Mountains around Hakona

The Japanese are sincere in their unbounded desire to improve, particularly to acquire a knowledge of English and other languages. In shops or corners you will see unkempt boys poring over an English primer or reader. They are all provident as a people, and since the close of the war the nation has bent every energy toward industrial development.

Considerable has been said about the Japanese war loan; there is authority for stating that much of the money thus borrowed at that time was used for industrial expansion, as six railways alone were bought in 1906, and we have seen the amount expended in Manchuria in keeping up a long line in an alien land at a great expense. Of Japan's commercial future much might be said. Truly, we of the United States ought to respect a people who have ideals somewhat like our own.

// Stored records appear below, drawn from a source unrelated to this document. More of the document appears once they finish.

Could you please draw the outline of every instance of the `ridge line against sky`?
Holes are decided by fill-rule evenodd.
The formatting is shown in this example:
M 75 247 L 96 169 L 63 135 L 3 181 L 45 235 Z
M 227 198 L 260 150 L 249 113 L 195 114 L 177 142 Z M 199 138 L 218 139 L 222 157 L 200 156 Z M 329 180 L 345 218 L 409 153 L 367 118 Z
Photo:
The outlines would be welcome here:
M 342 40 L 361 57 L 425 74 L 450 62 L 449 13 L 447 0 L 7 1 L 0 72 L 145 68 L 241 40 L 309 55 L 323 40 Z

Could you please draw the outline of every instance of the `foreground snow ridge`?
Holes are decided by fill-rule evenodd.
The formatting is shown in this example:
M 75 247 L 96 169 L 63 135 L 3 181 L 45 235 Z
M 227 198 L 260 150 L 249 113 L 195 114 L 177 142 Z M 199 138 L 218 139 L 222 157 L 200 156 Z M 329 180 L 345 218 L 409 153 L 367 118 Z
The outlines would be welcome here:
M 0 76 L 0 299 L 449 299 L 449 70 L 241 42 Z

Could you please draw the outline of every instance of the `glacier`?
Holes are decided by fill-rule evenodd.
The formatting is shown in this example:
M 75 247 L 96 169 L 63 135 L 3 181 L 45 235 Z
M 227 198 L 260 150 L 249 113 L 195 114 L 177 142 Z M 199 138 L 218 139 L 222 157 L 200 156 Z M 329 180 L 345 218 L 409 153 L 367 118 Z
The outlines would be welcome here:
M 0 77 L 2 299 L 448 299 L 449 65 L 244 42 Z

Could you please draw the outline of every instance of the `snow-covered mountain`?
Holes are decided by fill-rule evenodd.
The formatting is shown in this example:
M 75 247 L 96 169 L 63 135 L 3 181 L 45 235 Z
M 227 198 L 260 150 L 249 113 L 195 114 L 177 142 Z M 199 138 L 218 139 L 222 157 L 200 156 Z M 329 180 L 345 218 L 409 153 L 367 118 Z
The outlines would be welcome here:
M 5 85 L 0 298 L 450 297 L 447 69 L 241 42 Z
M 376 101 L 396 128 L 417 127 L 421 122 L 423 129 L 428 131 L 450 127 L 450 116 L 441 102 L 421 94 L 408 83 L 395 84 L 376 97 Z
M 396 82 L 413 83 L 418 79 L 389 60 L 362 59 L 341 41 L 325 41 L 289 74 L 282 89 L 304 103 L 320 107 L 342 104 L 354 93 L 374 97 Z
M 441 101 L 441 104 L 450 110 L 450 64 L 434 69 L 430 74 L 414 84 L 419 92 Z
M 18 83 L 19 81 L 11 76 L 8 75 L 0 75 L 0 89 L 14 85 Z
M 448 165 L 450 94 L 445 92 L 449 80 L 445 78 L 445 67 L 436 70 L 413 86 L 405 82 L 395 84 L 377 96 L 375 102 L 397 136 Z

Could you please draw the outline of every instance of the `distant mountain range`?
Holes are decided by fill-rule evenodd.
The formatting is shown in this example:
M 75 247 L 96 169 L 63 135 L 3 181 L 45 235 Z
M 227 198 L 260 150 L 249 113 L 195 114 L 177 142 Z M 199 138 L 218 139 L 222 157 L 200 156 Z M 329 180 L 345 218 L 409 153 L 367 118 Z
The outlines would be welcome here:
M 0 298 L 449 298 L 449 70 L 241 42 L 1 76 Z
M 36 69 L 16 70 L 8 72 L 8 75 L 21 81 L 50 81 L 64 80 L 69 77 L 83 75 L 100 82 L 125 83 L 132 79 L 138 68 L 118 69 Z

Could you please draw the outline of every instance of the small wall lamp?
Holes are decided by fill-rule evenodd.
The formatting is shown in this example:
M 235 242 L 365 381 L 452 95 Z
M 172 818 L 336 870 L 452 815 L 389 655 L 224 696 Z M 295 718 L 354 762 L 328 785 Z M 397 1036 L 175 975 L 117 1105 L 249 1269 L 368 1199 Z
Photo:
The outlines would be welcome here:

So many courtesies had been extended to us at the Grand Hotel in Yokohama that we left with a profound feeling of appreciation. The steamer Korea, of the Pacific Line, was to be our home for sixteen days. A friend arrived from North China, who became my room-mate, and the conditions were in every way pleasant. The social life aboard was similar to that on an English steamer; many games were projected and prizes given, the most elaborate things being reserved for the Fourth of July, both for children and adults. Greatly to my surprise, I was awakened on that morning by a volley of fire-crackers from the end of the deck. A festive spirit prevailed all day, and in the evening an extensive concert was given in the salon.